Immune landscapes predict chemotherapy resistance and immunotherapy response in acute myeloid leukemia
- PMID: 32493790
- PMCID: PMC7427158
- DOI: 10.1126/scitranslmed.aaz0463
Immune landscapes predict chemotherapy resistance and immunotherapy response in acute myeloid leukemia
Abstract
Acute myeloid leukemia (AML) is a molecularly and clinically heterogeneous hematological malignancy. Although immunotherapy may be an attractive modality to exploit in patients with AML, the ability to predict the groups of patients and the types of cancer that will respond to immune targeting remains limited. This study dissected the complexity of the immune architecture of AML at high resolution and assessed its influence on therapeutic response. Using 442 primary bone marrow samples from three independent cohorts of children and adults with AML, we defined immune-infiltrated and immune-depleted disease classes and revealed critical differences in immune gene expression across age groups and molecular disease subtypes. Interferon (IFN)-γ-related mRNA profiles were predictive for both chemotherapy resistance and response of primary refractory/relapsed AML to flotetuzumab immunotherapy. Our compendium of microenvironmental gene and protein profiles provides insights into the immuno-biology of AML and could inform the delivery of personalized immunotherapies to IFN-γ-dominant AML subtypes.

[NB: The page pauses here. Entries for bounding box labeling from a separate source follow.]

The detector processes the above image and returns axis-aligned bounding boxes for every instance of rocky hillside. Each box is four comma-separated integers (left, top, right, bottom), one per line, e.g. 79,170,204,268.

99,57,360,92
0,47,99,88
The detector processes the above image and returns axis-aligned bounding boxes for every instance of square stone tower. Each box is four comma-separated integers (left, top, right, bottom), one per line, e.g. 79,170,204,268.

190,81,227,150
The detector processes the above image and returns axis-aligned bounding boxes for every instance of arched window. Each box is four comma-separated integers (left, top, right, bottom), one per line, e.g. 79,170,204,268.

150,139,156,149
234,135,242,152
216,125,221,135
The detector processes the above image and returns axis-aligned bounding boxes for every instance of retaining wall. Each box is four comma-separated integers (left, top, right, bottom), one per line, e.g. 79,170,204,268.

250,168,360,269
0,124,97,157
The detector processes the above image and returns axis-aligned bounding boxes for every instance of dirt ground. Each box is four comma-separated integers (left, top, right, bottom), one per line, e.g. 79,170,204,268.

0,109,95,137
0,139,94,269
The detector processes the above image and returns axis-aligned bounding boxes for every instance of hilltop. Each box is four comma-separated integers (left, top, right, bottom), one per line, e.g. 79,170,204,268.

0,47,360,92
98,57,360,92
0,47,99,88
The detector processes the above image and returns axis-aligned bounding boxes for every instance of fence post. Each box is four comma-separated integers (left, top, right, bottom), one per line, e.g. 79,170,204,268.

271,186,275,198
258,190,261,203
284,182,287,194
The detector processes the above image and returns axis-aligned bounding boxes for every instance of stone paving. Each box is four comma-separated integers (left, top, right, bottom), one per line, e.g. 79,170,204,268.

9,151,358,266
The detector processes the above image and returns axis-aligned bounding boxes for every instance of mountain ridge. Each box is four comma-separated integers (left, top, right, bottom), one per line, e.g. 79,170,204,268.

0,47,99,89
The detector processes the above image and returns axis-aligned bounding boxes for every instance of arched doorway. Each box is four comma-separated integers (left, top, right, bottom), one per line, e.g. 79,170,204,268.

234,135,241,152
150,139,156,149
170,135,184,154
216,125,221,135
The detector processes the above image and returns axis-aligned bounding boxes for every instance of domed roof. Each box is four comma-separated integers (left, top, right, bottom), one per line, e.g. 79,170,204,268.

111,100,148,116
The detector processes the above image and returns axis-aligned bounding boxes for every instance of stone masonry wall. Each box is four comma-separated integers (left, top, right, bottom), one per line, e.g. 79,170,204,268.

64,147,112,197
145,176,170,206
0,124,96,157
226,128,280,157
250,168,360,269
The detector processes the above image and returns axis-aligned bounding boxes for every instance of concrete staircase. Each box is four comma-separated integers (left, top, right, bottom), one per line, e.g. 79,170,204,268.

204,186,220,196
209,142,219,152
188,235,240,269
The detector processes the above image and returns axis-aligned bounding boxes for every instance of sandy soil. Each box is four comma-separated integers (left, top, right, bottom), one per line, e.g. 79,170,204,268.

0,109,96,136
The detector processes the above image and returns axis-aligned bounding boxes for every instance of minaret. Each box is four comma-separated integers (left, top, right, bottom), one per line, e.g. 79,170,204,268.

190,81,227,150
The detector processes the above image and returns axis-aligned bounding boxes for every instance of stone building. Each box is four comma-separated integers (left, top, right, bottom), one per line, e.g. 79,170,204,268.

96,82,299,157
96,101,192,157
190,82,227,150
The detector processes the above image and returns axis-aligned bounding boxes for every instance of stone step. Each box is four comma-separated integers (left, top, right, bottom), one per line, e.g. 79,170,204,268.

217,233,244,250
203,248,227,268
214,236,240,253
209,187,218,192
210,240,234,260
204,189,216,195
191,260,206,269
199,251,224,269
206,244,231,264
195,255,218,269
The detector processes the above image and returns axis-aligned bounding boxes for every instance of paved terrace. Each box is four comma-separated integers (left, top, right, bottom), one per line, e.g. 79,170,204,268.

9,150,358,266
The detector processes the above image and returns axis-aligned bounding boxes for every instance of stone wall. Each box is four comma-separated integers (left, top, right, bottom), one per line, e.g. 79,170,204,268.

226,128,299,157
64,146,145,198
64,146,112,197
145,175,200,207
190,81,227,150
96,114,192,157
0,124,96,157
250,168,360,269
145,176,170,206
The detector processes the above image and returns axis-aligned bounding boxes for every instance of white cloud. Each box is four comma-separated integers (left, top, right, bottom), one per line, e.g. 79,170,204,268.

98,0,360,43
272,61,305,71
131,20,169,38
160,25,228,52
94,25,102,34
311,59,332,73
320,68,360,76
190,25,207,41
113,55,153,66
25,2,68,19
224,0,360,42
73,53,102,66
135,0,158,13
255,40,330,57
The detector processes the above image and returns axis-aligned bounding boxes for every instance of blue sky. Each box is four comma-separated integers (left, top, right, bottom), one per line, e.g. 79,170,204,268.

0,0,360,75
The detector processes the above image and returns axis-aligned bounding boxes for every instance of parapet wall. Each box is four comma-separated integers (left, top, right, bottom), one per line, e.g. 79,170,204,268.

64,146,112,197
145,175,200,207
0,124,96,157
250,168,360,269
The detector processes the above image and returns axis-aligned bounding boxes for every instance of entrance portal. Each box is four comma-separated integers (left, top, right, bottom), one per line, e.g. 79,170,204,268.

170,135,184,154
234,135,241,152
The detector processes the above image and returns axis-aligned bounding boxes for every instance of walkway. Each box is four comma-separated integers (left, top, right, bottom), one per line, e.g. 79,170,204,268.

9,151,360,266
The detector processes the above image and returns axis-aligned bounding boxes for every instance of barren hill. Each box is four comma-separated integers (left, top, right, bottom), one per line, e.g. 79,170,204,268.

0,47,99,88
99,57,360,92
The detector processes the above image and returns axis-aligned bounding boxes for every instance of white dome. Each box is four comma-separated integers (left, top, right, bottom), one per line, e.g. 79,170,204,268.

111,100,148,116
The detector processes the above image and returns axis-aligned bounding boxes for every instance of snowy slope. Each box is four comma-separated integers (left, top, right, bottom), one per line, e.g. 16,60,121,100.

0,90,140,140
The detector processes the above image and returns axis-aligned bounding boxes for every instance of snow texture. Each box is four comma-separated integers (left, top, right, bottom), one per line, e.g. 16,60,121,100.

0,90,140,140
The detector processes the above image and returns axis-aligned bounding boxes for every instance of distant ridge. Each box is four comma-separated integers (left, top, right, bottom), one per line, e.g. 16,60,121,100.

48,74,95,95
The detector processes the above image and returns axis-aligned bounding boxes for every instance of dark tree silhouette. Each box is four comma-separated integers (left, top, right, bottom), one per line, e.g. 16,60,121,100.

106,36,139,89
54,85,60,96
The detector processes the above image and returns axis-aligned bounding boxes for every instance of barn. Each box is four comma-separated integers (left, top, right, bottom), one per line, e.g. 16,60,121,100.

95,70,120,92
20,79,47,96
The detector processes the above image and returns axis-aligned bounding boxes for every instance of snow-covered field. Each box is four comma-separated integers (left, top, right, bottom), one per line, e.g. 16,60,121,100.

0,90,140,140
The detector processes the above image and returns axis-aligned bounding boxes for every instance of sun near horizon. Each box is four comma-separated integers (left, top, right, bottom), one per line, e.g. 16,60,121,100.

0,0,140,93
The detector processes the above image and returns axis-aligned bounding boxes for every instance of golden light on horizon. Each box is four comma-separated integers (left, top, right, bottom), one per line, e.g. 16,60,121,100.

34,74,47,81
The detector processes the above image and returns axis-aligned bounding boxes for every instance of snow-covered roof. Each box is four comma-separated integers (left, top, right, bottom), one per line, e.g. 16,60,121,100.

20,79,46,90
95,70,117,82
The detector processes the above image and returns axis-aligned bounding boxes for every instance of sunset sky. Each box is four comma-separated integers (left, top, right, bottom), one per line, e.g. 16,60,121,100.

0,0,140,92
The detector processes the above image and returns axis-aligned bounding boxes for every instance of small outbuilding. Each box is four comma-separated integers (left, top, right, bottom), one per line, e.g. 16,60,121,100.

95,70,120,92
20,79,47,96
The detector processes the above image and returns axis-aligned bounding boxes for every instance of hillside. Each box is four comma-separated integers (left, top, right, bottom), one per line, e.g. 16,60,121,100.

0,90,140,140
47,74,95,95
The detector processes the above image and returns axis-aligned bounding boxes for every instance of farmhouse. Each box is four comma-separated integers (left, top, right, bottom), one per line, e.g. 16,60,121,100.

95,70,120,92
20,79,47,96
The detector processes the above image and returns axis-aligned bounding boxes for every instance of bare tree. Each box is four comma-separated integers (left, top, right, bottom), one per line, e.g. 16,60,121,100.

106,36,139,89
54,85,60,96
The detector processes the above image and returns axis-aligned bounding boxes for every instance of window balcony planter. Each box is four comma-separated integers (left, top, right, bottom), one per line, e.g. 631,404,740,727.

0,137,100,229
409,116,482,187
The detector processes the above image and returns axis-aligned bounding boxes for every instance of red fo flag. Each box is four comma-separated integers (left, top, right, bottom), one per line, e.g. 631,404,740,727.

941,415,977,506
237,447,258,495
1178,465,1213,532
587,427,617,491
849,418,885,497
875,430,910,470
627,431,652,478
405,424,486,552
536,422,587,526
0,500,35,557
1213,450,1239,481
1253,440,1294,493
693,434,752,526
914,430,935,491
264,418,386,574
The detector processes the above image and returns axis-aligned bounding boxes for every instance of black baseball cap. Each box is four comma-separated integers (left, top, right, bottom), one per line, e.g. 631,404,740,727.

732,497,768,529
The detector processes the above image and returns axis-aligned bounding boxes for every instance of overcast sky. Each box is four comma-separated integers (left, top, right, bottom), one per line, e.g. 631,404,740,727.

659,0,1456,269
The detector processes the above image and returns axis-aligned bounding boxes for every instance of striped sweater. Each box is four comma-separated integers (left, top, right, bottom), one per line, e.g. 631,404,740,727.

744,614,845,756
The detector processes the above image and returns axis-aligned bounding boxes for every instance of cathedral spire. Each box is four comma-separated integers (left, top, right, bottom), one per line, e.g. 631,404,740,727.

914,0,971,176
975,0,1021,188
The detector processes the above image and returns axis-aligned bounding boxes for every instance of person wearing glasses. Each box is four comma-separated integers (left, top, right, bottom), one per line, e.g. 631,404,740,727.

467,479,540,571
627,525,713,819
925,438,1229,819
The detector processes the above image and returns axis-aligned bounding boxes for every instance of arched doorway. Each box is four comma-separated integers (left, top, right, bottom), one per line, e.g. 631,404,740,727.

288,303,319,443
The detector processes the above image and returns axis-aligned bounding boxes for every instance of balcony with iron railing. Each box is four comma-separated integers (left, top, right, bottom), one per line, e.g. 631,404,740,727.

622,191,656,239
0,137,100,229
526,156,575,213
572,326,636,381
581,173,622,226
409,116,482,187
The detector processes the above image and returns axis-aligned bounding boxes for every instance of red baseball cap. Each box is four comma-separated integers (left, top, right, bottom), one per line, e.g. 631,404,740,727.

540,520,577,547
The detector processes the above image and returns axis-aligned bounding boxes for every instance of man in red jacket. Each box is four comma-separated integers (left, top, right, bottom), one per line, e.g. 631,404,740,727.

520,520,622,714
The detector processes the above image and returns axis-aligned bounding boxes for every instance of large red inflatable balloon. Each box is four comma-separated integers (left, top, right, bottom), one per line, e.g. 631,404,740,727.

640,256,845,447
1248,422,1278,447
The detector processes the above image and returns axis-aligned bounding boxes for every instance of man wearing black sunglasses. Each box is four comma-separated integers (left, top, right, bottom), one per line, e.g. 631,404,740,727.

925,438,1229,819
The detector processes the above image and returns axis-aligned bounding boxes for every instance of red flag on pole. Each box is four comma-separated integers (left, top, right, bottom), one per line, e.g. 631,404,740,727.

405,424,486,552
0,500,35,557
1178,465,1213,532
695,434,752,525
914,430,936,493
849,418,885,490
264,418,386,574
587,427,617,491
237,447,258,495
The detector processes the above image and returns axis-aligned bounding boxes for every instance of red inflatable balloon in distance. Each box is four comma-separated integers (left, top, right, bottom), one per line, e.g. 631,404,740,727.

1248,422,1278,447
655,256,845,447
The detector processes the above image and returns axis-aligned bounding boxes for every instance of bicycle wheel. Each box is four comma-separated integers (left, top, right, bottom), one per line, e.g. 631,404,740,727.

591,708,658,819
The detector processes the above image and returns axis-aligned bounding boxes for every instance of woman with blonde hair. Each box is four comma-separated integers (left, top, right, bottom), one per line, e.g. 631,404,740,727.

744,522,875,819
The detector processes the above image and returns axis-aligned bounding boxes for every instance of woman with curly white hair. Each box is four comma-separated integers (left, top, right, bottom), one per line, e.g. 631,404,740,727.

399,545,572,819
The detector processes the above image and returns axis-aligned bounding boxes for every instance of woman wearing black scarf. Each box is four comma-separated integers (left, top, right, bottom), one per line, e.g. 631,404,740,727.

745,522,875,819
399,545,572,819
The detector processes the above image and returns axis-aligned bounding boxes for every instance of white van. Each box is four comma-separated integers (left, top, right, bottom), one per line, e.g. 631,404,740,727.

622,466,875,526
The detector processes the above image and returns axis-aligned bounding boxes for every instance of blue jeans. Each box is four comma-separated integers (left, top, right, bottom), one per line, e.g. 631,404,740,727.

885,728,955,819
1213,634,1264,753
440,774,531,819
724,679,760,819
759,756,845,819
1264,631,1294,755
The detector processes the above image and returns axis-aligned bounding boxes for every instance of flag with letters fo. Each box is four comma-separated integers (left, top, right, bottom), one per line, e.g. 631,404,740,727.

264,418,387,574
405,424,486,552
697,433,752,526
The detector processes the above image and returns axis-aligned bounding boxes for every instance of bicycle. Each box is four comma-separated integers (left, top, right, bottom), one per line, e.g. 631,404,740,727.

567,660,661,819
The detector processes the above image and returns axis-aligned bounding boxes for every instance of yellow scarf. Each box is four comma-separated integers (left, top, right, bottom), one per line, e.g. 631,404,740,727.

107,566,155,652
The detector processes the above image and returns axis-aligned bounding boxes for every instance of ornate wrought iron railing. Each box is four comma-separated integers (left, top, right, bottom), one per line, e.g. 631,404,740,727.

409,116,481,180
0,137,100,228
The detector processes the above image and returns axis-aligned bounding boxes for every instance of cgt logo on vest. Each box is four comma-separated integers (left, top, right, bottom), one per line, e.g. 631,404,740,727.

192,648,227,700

Copyright © 2020 The Authors, some rights reserved; exclusive licensee American Association for the Advancement of Science. No claim to original U.S. Government Works.
Conflict of interest statement
Competing interests
John Muth, Jan Davidson-Moncada: Employees, MacroGenics Inc., Rockville, MD, USA; Sarah E. Church, Sarah E. Warren, Yan Liang, Thomas H. Smith, Michael D. Bailey, James Gowen-MacDonald: Employees, NanoString Technologies Inc., Seattle, WA, USA; The other authors have no competing interests to disclose.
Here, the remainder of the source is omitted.